Several years ago I compiled a devotional book from Ray Stedman’s writings called The Power of His Presence. I’m delighted that these devotions are now being sent out to over 7,000 people each day on their email through an excellent website called raystedman.org. I am currently writing a second devotional on Ray’s writings that will be available in 2014. I’m constantly amazed at how relevant Ray’s writings still are. As I was reading some material from a sermon Ray did on Jesus’ high priestly prayer in John 17, I ran across this quote that identified for me some of the concerns I have about more than a few best-selling Christian books today:
There are a great many books written about the so-called “cost of discipleship.” They declare, in one way or another, that to have power with God we must pay a high price. In various ways they state that to become a victorious Christian, an effective Christian, requires a difficult and demanding discipline… I must say that I am not impressed with this type of literature at all…. We have gotten the cart before the horse… I do not mean that such an approach is untrue, for the fact is that obedience to God does mean saying, “No” to a lot of other things. You cannot say, “Yes” to the Spirit of God without, at the same time, saying, “No” to many other things: it is simply inherent in the process of decision. Therefore, I do not mean that power with God and living for the glory of God does not indeed cost us certain fancied pleasures and relationships which perhaps we want to hold onto. But the cost of discipleship is not the cost that really ought to concern us. The truly costly thing is the cost of disobedience! There is where the emphasis should be put. I would love to see a book on the cost of rebellion in the Christian life.
How well we know that cost. What a tremendous toll our rebelliousness, our disobedience, our unwillingness to give of ourselves, takes in our lives in terms of frustrated, restless spirits, the shameful, degrading acts that we hope nobody discovers, the skeletons that rattle around in our closets for years, the irritated, vexatious dispositions that keep us in a nervous frenzy all the time, the weak, spineless, crowd-following ways that we frequently exhibit, the self-righteous, smug, religiosity which we call Christianity that is a stench in the nostrils of the world and an offense unto God and men.
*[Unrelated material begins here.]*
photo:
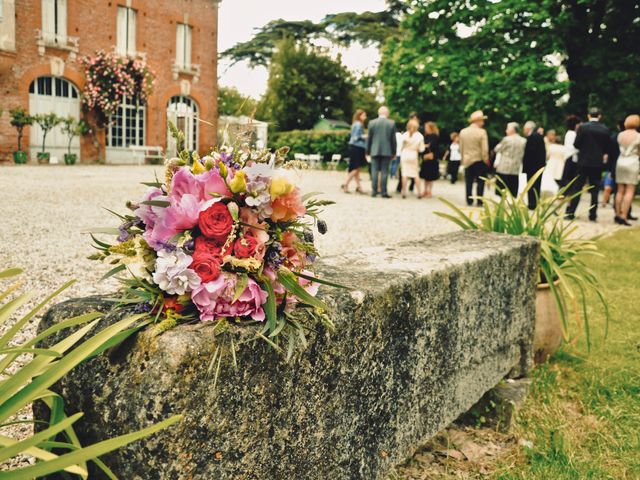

Where do these things come from? Are they not the terrible price that we pay for a rebellious spirit, for an unwillingness to yield ourselves to the Lordship of Christ? We are not our own, we say, but we still cling to the right to run our own lives and make our own decisions, to choose our own pleasures and to go where we will and do what we want, and we cover it over with reserved, pious religiosity! We say we want to do God’s will — as long as it is what we want to do. At the center of our lives Self is still king, and that is the problem. Our own glory is in view. We still want what we want and we are not willing as Jesus was, to walk in glad obedience.